The first task is to automatically upgrade the script from Python 2 to 3. Python provides the 2to3  script for it. With the following command, most of the changes are handled automatically:

python C:\Python\Tools\scripts\2to3.py -w .\Arlo.py

Some libraries are not included in the default Python installation and need to be added. This is done through the pip  library manager, which is also part of the standard Python installation. We need to add the following two modules: requests  and sseclient .

Setting Up Video Download

Next up is to get the script to actually download the videos. In the readme file of Jeff’s GitHub repository, you can find sample code that does exactly what we need: it downloads all the currently available videos as mp4 files.

Warning: the script also calls BatchDeleteRecordings() , which deletes all the videos from the Arlo cloud after it has downloaded them. If you want to keep them online (especially for testing), comment out that line.

After entering the username and password in the script, there is still an issue that the automatic code conversion of Python didn’t fix: the write()  function is now stricter about data types and doesn’t convert between byte arrays and strings implicitly. Thanks to StackOverflow, the solution was easy to find. Line 37 has to be changed from:

f.write(chunk)

to:

f.buffer.write(chunk)

Great news – the download already works and downloads all available videos! In the basic/free plan, that are all the videos from the previous 7 days.

Tweaking the Download

Right now, the downloaded file name corresponds to the Unix Timestamp in Miliseconds. That’s a bit difficult to track as a human being. I therefore changed the setup so that the script is intended to run once per day, and downloads all the videos from that day; the filename includes the date and time (plus the unique ID from the Arlo backend to prevent overlaps, in case two cameras record at the same time):

Filenames

For converting the Unix timestamp to a human-readable format in Python, you need the datetime  module. The conversion function then expects the timestamp in seconds, whereas Arlo gives us the timestamp in miliseconds. Coversion is easy – // 1000  is an integer division in Python.

videofilename = datetime.datetime.fromtimestamp(int(recording['name'])//1000).strftime('%Y-%m-%d %H-%M-%S') + ' ' + recording['uniqueId']
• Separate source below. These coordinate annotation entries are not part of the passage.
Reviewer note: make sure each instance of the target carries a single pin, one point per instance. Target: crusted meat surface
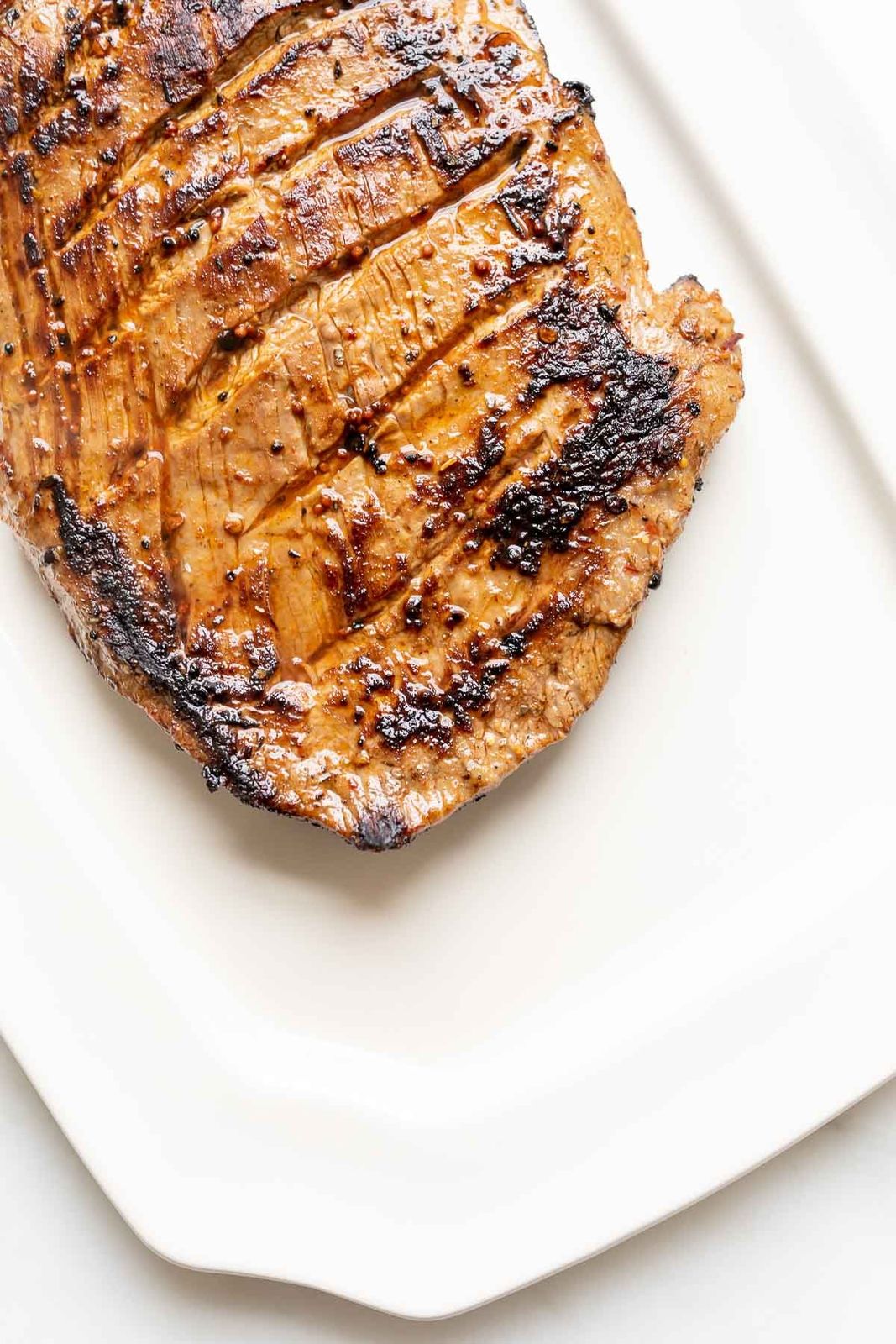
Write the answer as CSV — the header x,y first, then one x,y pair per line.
x,y
338,409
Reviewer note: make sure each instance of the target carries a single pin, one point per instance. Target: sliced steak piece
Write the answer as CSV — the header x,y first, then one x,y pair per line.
x,y
338,409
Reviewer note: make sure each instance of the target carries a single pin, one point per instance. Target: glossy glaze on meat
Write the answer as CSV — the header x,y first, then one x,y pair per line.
x,y
338,409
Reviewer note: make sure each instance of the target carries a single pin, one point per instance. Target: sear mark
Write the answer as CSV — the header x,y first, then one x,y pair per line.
x,y
638,427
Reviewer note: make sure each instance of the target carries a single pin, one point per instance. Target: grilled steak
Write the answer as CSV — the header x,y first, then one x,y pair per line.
x,y
338,409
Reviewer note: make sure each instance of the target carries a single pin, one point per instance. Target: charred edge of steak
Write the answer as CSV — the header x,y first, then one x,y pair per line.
x,y
380,828
144,640
638,428
432,714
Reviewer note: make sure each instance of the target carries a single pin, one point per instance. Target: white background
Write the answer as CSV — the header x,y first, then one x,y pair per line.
x,y
801,1250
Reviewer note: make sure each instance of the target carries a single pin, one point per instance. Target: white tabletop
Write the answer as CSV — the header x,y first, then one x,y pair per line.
x,y
799,1250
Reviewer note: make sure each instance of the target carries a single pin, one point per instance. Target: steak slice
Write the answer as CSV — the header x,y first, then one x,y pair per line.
x,y
338,413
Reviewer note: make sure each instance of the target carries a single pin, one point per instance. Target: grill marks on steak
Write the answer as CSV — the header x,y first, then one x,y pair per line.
x,y
336,398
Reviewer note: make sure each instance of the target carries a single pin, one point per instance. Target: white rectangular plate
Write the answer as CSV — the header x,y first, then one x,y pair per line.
x,y
651,960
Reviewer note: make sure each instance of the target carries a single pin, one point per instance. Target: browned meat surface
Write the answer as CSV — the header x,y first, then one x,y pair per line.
x,y
338,409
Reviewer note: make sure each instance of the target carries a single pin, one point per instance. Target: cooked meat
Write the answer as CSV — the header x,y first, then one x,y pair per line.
x,y
338,409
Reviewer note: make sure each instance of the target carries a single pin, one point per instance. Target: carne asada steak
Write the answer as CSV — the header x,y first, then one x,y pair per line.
x,y
338,409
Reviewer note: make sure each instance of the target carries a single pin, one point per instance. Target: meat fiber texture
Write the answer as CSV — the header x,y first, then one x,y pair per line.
x,y
338,409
Changing to download only today’s files

That’s easy to do – in Line 19, change the parameters to:

library = arlo.GetLibrary(today, today)

Logout

The original script doesn’t logout from the Arlo service, even though it’d be supported by the API. Therefore, at the end of the script, I also added:

arlo.Logout()

Next Steps

The complete script with all the changes applied (including the port from Python 2 to 3) is available from my forked GitHub repo: https://github.com/andijakl/arlo

Now the script is running perfectly fine on Windows. To keep this running automatically as a task, it’d make more sense to put it on a Raspberry Pi and to schedule execution of the script to run it once per day. That’ll be the next step!